Extended Data Fig. 9. Absorption kinetics of d5-MaR2 and regulation of liver monocytes/macrophages by MaR2, related to Fig. 8.

(a) Recovery of d5-MaR2 spiked into murine plasma and subjected to solid phase extraction and LC-MS/MS analysis, with mean d5-MaR2 recovered indicated along with the calculated coefficient of variation (CV) from 4 individual replicates. (b) Schematic of the administration of d5-MaR2 to male mice fed a high-fat diet for 15 weeks, followed by collection of blood at the indicated time points. The red circle indicates the position of the deuterium (D) atoms at the omega end of MaR2. (c) Quantification of d5-MaR2 in plasma after intraperitoneal administration to obese mice, as determined by LC-MS/MS (n = 3 biologically independent animals per group, from 1 independent experiment, Kruskal-Wallis test, followed by Dunn’s multiple comparisons post-tests). (d) Flow cytometry gating strategy of monocyte and macrophage populations in the liver.
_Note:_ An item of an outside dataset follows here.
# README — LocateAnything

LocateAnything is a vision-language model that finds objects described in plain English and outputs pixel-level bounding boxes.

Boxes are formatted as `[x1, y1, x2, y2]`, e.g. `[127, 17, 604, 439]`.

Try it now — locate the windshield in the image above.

Representative dot plots showing Single cells, Live cells and CD45 + cells (related to Fig. 8e). (e, f) Quantification of monocyte (e) and macrophage (f) populations in the liver of mice treated with vehicle or MaR2 (10 μg/kg/day; daily i.p.) for 5 days (related to Fig. 8; n = 5 biologically independent animals per group, from 1 independent experiment) (g) Primary rat Kupffer cells were incubated with vehicle or MaR2 (50 nM) for 18 hours, then RNA was harvested for qPCR to measure relative mRNA expression of proinflammatory, NLRP3-inflammasome-related- and fibrosis-related genes (n = 3 technical replicates per group). Two-tailed Unpaired Student’s t-tests, except c. Data are presented as mean ± SEM.

Data availability

The authors declare that the data supporting the findings of this study are available within the paper and the Supplementary Information files. The raw data that support the findings of this study are available as source data files.